United Airlines MileagePlus
- As of March 1, 2015, miles are awarded based on price paid with elite members getting more miles per dollar spent.
- United has taken away a number of elite benefits in recent months as well. One of the most discussed is that if elite members booked award tickets for friends and family with their MileagePlus miles, elite benefits used to be granted to those passengers too. That benefit has now been taken away. Many families with one parent who did a significant amount of business travel used to leverage these benefits for everyone in the family but can no longer do that (unless everyone is traveling together and booked on the same reservation).
American Airlines AAdvantage
- Due to the ongoing merger between US Airways and American Airlines, there are few changes to American’s AAdvantage program this year. That doesn’t mean that 2016 won’t have some big changes in store though.
- Customers with both USAirways Dividend Miles accounts and American AAdvantage accounts can now link the two accounts. Miles will be combined some time in the second quarter of 2015.

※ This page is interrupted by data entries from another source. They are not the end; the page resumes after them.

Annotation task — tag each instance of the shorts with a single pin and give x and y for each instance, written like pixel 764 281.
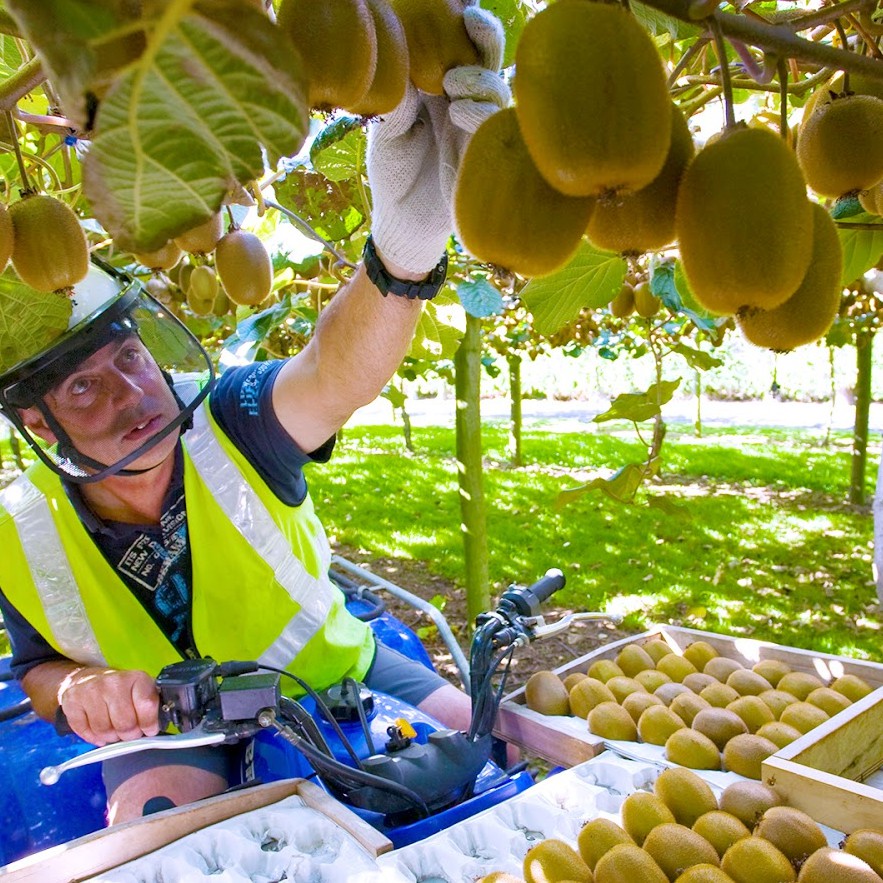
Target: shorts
pixel 390 672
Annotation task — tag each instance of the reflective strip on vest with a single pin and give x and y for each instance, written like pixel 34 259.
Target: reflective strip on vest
pixel 51 571
pixel 242 505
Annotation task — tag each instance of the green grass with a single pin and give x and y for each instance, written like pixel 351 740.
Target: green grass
pixel 760 542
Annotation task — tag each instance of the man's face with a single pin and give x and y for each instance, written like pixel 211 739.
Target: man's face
pixel 111 404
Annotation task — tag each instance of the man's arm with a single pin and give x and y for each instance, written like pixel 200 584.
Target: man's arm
pixel 359 342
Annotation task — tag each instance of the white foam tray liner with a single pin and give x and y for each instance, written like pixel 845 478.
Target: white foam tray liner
pixel 289 841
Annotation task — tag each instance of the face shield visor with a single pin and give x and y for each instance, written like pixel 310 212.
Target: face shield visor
pixel 110 395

- In 2015, American is actually offering flyers with AAdvantage accounts bonus miles for the highest fare First and Business Class tickets (more than the number of miles flown). This gives the most lucrative business travelers some of the benefits of United & Delta’s changes without the burdens.
Southwest Airlines Rapid Rewards
- Southwest recently announced changes coming in April 2015 to its already existing revenue-based frequent flyer program. No specifics have been announced other than that “Beginning April 17, 2015, the number of Rapid Rewards Points needed to redeem for certain flights will vary based on destination, time, day of travel, demand, fare class, and other factors.” Pay close attention in coming weeks if you are a fan of Southwest’s Rapid Rewards.